And then I wrote...

by Dick Schilling, Editor Emeritus

... that this column will appear October 1, which means we have a whole month of political ads still ahead of us.
An article I was reading recently went pretty much as follows:
“He elected to soak the rich with taxes and sometimes seize their assets, but the legislature refused to let him, so he did what he could to circumvent the legislators by creating false cases in order to fine them.”
And that same article said he “wanted to be close to his people, but as their God,” not their leader.
A news release from the Republican National Committee critical of President Obama?
Not even close.
Rather, the article appeared in the September, 2014 edition of National Geographic, and referred to Nero, the emperor of Rome in the middle of the first century.
In another part of the article, it was noted that, contrary to what “everybody knows,” Nero was not fiddling while Rome burned. He was, in fact, out of the city, and hurried back. If he was playing anything while on vacation, historians say it was a kithara. That’s a stringed instrument he was known to favor.
And no, he wasn’t playing golf, which had not been invented yet.

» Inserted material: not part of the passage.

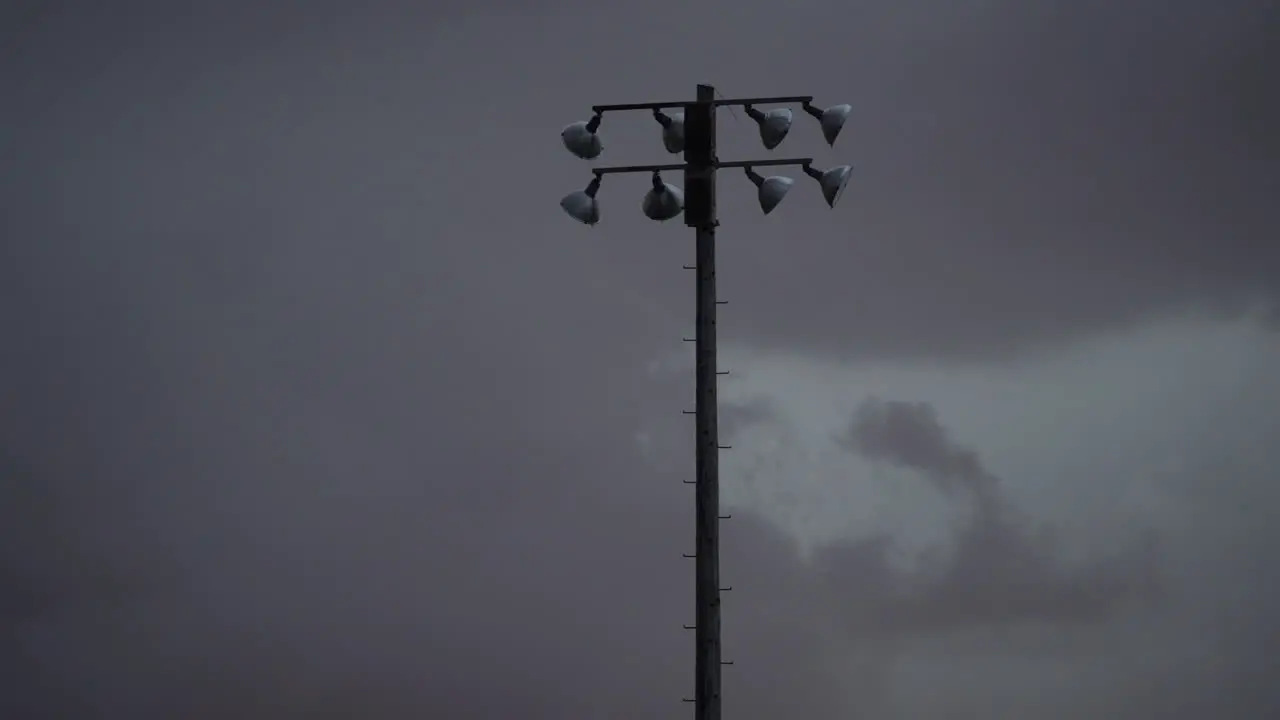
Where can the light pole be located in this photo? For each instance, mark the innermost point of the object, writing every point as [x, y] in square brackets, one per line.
[693, 132]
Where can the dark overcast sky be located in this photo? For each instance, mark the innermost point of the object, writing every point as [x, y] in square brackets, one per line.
[314, 405]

Articles in both Sunday papers to which I subscribe dealt with the amount of money being spent by “outside interests” in the Iowa campaign for United States Senator. Democrat Braley vs. Republican Ernst. Reporters from those papers and others apparently got together to compare notes on who is supporting the candidates.
I will probably wear out the “mute” button on my TV remote because I refuse to listen to the ads for either party. The tone doesn’t change and I long ago made up my own mind who would get my vote.

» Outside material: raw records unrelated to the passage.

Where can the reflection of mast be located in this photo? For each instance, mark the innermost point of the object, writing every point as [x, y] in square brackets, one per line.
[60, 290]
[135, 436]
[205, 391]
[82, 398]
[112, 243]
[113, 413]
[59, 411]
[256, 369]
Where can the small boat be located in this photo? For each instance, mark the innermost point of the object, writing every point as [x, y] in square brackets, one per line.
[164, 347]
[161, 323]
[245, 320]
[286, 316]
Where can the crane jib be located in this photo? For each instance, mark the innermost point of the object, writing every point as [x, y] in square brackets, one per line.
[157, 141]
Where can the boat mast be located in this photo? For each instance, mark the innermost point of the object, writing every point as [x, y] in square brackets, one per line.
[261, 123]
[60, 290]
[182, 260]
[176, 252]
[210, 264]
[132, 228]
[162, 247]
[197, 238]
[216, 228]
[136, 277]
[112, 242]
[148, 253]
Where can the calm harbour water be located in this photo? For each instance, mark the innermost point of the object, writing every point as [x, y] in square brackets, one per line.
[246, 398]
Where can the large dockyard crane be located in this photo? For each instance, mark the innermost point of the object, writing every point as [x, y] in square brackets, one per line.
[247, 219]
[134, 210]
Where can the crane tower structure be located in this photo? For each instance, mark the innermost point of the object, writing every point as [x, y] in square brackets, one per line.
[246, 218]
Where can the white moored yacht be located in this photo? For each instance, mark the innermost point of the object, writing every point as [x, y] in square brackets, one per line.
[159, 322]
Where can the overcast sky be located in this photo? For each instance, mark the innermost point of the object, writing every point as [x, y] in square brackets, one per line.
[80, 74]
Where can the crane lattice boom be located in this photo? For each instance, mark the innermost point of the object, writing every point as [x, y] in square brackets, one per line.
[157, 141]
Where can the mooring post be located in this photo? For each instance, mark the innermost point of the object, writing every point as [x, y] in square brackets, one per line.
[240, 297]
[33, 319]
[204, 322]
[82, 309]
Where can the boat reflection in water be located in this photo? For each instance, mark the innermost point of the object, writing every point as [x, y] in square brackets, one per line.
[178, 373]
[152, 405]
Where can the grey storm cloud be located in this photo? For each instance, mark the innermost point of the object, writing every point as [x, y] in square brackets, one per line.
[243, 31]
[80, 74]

But before I quit listening, I probably would have concluded that the Koch brothers were the worm in the election apple. They are supporting Ernst. The TV ads harp on that. But the largest single contribution may be coming from a Braley supporter, millionaire hedge fund manager and climate change activist Tom Steyer. And the largest PAC fund seems to be Harry Reid’s Democratic Senatorial Campaign Committee. I don’t recall any commercials naming Sen. Reid or Steyer. Maybe they started after I quit listening.

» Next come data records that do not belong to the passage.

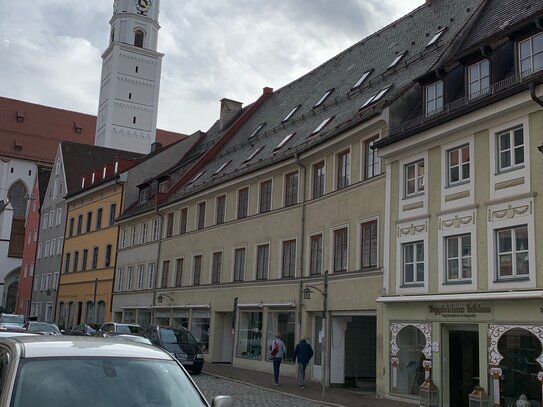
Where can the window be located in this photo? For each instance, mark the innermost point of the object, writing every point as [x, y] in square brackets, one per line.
[221, 209]
[239, 264]
[512, 252]
[107, 261]
[479, 78]
[216, 268]
[201, 215]
[458, 258]
[340, 249]
[413, 263]
[291, 189]
[120, 278]
[138, 38]
[434, 98]
[112, 214]
[89, 220]
[343, 169]
[510, 148]
[178, 272]
[414, 178]
[318, 180]
[196, 269]
[183, 221]
[288, 266]
[262, 256]
[531, 54]
[458, 165]
[165, 274]
[169, 224]
[265, 196]
[373, 162]
[315, 256]
[99, 218]
[368, 251]
[243, 203]
[151, 275]
[95, 258]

It sort of is a case like in poker: I’ll see your millionaire and I will raise you one!
I refer you to Todd Dorman’s lengthy treatment in the September 21 issue of The Cedar Rapids Gazette for more details than I care to relate, or remember, for that matter. That day’s Des Moines Sunday Register has a longer but less detailed account of the same topic.
If you have not made up your mind, they are worth the reading.
Suit yourself on National Geographic.